久留米大・福本教授 PAH治療薬・エアウィン「有効性と副作用のバランスを見ながら中・高リスク患者に投与」
公開日時 2025/09/03 04:50

久留米大学医学部内科学講座心臓・血管内科部門の福本義弘主任教授は9月2日、MSD主催の肺動脈性肺高血圧症(PAH)治療薬・エアウィン(一般名:ソタテルセプト(遺伝子組み換え))のメディアセミナーで講演し、「有効性と副作用のバランスを見ながら、リスク評価において中リスク、高リスクとされる患者には投与していきたい。特に50代くらいまでの若い方には積極的に使われると思う」と述べた。エアウィンは肺血管リモデリング(細胞増殖)を標的とした新規作用機序を持つ治療薬。福本教授は動物実験において肺血管リモデリングの進展抑制作用が確認された点に着目し、人に対しても同様に「投与により、細胞の肥大を一時的に止めているものと考えられる」との認識を示した。

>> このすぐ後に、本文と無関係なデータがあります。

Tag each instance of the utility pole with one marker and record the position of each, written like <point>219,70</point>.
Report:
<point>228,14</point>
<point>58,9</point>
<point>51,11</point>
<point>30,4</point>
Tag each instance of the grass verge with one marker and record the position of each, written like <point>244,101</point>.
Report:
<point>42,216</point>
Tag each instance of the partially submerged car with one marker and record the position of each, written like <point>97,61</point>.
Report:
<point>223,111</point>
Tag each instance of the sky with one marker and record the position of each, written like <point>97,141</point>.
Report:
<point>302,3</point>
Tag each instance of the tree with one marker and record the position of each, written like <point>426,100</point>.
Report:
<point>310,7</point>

エアウィンの効能・効果は「肺動脈性肺高血圧症」。細胞増殖を促進するアクチビンシグナル伝達を阻害することで、シグナル伝達のバランスを改善し、肺血管平滑筋細胞の増殖を抑制し血行動態を改善する。標準的なバックグラウンド治療を受けているPAH成人患者(WHO機能分類Ⅱ度またはⅢ)を対象とした海外第3相試験(STELLAR試験)および国内第3相試験(020試験)では、肺血管抵抗(PVR)値や6分間歩行距離、平均肺動脈圧(mPAP)などでベースラインからの改善がみられた。主な副作用として、血小板減少症やヘモグロビン増加、毛細血管拡張症などがあった。

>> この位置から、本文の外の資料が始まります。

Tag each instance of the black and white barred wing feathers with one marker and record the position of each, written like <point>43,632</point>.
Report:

◎PAH本態の肺血管リモデリング(細胞増殖)が標的 新規作用機序が特徴
エアウィンは血管収縮を標的とする既存の治療薬とは異なり、PAHの本態である肺血管リモデリングを標的とする。福本教授は講演で、血管収縮から次第に肺血管リモデリングの影響が大きくなるPAHの疾患進行を説明。その上で「最初は血管拡張薬で効くはずだが、次第に細胞増殖を抑えるエアウィンが必要になる。フォローアップ時のリスク評価で中リスク以上の場合はエアウィンを積極的に追加しようと現場では考えられているのではないか」と説明した。

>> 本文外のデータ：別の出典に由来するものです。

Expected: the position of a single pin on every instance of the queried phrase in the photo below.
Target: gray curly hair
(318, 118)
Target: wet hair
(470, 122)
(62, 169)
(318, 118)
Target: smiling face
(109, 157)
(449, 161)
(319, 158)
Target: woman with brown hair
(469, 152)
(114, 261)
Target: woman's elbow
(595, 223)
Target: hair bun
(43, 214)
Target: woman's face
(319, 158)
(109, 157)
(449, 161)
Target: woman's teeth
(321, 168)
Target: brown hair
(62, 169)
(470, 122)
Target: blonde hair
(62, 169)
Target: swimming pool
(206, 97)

PAHは肺高血圧症の一種で、肺血管を構成する細胞が異常に増殖して血管壁が厚くなる肺血管リモデリングなどが生じることで肺血管が狭くなることで発症する。肺高血圧症は心臓から肺に血液を送る肺動脈の血液の流れが悪くなることで肺動脈の血圧が高くなる疾患。肺動脈の血圧が高くなると、心臓の右心室に負担がかかり、やがて右心不全に至る。国の指定難病で、認定患者は2023年度で4682人。